Ayat 1 Raja-Raja 22:14, yang diucapkan oleh Mikha bin Yimla, adalah sebuah pernyataan yang begitu kuat dan lugas tentang integritas dan ketaatan kepada firman Tuhan. Dalam konteksnya, Raja Ahab dari Israel sedang mempersiapkan diri untuk berperang melawan Siria bersama dengan Raja Yosafat dari Yehuda. Ahab telah mengumpulkan ratusan nabi yang semuanya memberikan ramalan yang menguntungkan, menyetujui rencananya untuk menyerang Ramot-Gilead. Mereka menjanjikan kemenangan, memanipulasi kebenaran agar sesuai dengan keinginan raja.
Namun, di tengah kerumunan para nabi palsu ini, muncul satu suara yang berbeda. Mikha, meskipun dipanggil atas permintaan Yosafat yang meragukan kenabian Ahab, dengan tegas menyatakan posisinya. Ketika ia ditanya apakah ia akan ikut menentang Ramot-Gilead, ia awalnya menjawab dengan nada sarkasme, mencerminkan ramalan para nabi lain. Namun, tekanan dari raja untuk mengatakan yang sebenarnya, "Demi TUHAN yang hidup," memaksanya untuk mengungkapkan kebenaran ilahi yang sebenarnya.
Pernyataan "Demi TUHAN yang hidup, apa yang akan difirmankan TUHAN kepadaku, itulah yang akan kukatakan" adalah inti dari tugas kenabian yang sejati. Ini bukan tentang menyenangkan telinga manusia, bukan pula tentang memenuhi keinginan penguasa, melainkan tentang menyampaikan pesan yang diilhami oleh Tuhan, apa pun konsekuensinya. Mikha tidak peduli dengan popularitas atau keselamatan pribadinya. Baginya, kesetiaan kepada Tuhan dan firman-Nya adalah hal yang terpenting. Ia menegaskan bahwa otoritas utamanya bukanlah raja, melainkan Tuhan semesta alam.
Kisah ini memberikan pelajaran berharga bagi kita di era modern. Kita seringkali dihadapkan pada situasi yang serupa, di mana tekanan sosial, keinginan untuk diterima, atau bahkan kepentingan pribadi dapat menggoda kita untuk mengkompromikan kebenaran.
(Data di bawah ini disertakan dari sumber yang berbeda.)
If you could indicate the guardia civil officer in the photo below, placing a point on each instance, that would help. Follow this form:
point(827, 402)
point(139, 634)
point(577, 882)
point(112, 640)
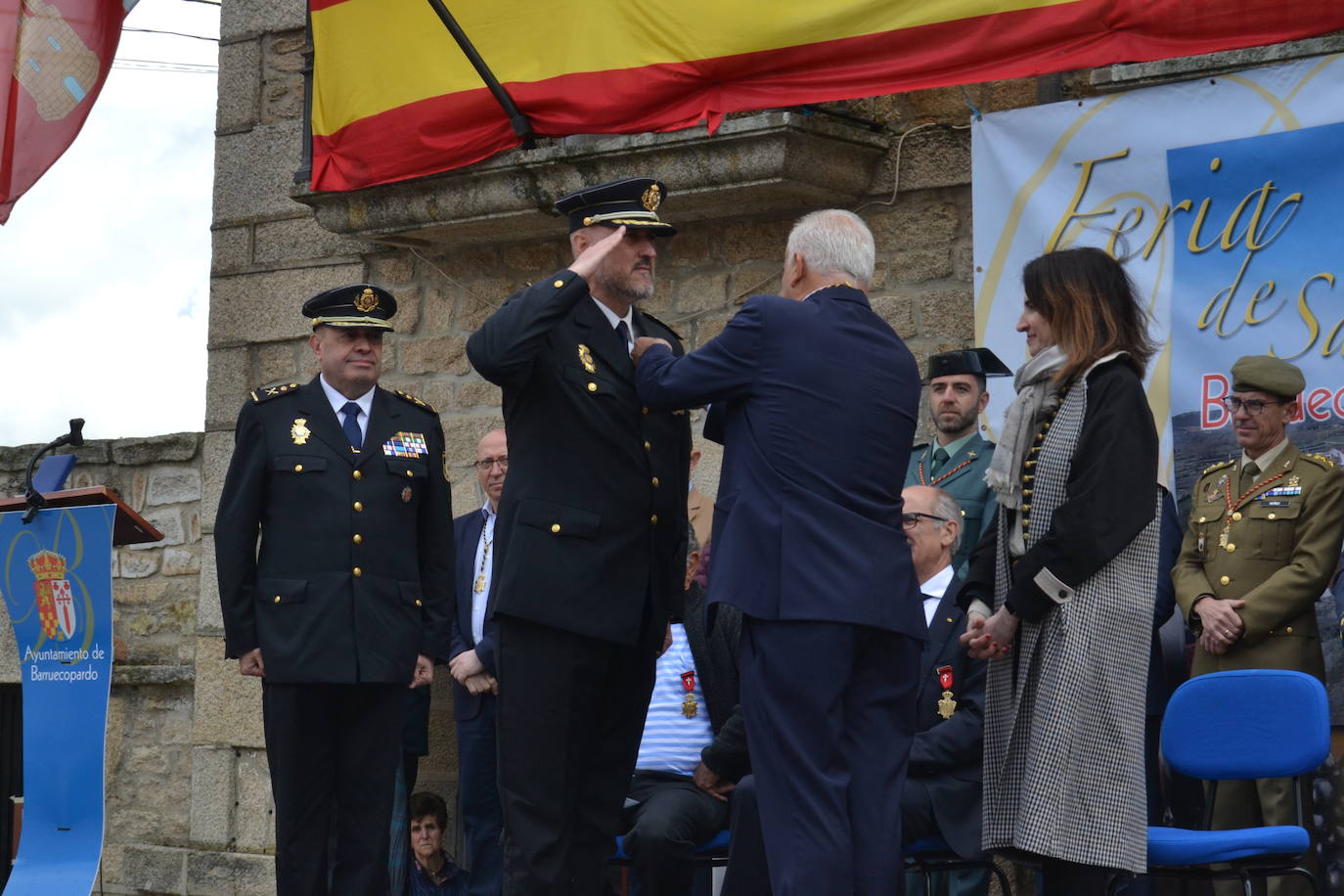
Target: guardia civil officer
point(590, 539)
point(1264, 536)
point(956, 461)
point(348, 598)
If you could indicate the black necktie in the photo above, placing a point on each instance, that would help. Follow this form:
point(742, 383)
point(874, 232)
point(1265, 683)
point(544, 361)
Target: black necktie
point(351, 413)
point(940, 457)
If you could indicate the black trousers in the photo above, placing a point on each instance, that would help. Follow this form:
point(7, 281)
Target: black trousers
point(661, 831)
point(334, 749)
point(570, 716)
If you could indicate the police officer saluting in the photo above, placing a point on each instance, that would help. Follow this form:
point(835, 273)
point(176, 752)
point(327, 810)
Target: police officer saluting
point(1264, 536)
point(590, 538)
point(348, 600)
point(959, 456)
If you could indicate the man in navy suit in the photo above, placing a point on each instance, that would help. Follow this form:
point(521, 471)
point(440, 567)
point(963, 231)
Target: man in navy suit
point(471, 665)
point(942, 792)
point(815, 399)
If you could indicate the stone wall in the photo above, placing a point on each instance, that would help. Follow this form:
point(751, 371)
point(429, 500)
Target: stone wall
point(155, 594)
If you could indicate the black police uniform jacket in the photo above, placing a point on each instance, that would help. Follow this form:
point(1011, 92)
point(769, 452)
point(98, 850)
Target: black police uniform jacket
point(593, 514)
point(354, 576)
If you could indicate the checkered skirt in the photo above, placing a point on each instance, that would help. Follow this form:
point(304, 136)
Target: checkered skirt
point(1063, 760)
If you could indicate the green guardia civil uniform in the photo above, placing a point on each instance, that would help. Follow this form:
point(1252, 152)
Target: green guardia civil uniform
point(962, 475)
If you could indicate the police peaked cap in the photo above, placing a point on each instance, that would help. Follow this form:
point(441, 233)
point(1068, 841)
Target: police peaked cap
point(354, 305)
point(632, 202)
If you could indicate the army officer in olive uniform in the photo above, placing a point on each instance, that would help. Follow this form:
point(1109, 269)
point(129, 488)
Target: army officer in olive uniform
point(590, 539)
point(349, 597)
point(1264, 536)
point(959, 456)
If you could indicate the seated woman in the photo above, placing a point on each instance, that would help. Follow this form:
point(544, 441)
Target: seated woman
point(433, 874)
point(1059, 596)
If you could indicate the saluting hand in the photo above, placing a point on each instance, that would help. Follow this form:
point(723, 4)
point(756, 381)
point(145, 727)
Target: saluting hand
point(593, 255)
point(424, 672)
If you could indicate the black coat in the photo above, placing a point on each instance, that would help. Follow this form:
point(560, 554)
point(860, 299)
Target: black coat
point(593, 515)
point(946, 752)
point(294, 478)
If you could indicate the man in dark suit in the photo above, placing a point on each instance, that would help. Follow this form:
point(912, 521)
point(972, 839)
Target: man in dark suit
point(590, 539)
point(815, 399)
point(473, 670)
point(348, 600)
point(941, 797)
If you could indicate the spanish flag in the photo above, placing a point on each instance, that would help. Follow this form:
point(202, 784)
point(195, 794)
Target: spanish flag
point(395, 98)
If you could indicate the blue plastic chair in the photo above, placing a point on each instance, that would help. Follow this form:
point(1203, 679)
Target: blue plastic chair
point(931, 856)
point(1240, 726)
point(712, 853)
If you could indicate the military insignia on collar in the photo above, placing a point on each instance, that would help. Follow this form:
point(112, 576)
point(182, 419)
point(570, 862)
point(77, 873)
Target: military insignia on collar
point(366, 301)
point(652, 198)
point(406, 445)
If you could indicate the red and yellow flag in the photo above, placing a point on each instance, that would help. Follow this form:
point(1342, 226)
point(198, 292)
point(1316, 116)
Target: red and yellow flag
point(395, 98)
point(54, 55)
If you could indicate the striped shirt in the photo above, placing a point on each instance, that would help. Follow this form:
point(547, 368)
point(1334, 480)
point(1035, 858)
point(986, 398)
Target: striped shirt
point(672, 741)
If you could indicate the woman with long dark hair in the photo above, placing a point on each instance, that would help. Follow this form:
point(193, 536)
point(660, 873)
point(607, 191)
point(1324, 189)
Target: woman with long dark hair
point(1060, 596)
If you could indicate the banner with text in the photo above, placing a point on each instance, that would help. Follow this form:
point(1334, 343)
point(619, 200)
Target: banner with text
point(58, 591)
point(1219, 197)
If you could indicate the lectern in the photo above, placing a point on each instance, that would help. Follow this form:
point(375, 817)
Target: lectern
point(57, 586)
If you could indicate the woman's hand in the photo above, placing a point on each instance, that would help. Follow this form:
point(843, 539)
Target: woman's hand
point(989, 639)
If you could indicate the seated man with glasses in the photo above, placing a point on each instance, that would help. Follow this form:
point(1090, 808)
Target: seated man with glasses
point(471, 664)
point(1262, 540)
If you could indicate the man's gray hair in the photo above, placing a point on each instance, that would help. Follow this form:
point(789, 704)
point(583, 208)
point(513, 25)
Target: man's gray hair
point(946, 507)
point(837, 242)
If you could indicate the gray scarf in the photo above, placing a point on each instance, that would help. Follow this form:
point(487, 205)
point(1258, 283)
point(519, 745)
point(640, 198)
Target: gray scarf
point(1038, 396)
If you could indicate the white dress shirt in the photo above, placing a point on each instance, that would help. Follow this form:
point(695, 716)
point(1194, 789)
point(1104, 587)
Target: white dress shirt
point(933, 591)
point(482, 568)
point(366, 405)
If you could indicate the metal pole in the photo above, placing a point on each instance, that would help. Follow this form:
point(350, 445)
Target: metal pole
point(521, 126)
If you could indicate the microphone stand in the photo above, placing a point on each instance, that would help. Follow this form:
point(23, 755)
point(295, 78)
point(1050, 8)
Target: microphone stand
point(31, 496)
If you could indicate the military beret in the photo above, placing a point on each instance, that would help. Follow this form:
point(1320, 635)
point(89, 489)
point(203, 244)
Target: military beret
point(354, 305)
point(1266, 374)
point(632, 202)
point(978, 362)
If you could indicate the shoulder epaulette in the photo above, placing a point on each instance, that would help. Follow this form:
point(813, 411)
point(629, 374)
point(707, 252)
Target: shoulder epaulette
point(1322, 460)
point(661, 324)
point(273, 391)
point(412, 399)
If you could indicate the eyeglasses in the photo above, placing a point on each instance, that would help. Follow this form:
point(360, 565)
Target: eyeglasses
point(1253, 406)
Kita mungkin terpengaruh oleh tren yang menyesatkan, opini publik yang salah, atau bahkan nasihat dari orang-orang di sekitar kita yang tampaknya memiliki otoritas. Namun, ayat ini mengingatkan kita bahwa kita dipanggil untuk menjadi Mikha di zaman kita sendiri.
Ini berarti kita harus berani mengatakan kebenaran, bahkan ketika itu tidak populer atau ketika itu bertentangan dengan arus. Ini berarti kita harus menempatkan firman Tuhan di atas segala hal lain, menjadi tolok ukur bagi pemikiran, perkataan, dan tindakan kita. "Apa yang akan difirmankan TUHAN kepadaku, itulah yang akan kukatakan" adalah komitmen yang mendalam untuk integritas rohani. Ini adalah panggilan untuk hidup dalam kejujuran, tidak hanya di depan manusia, tetapi yang terpenting, di hadapan Tuhan yang selalu melihat hati kita. Mari kita renungkan bagaimana kita dapat menerapkan prinsip kenabian Mikha dalam kehidupan sehari-hari kita, menjadi suara kebenaran di tengah kebisingan dunia.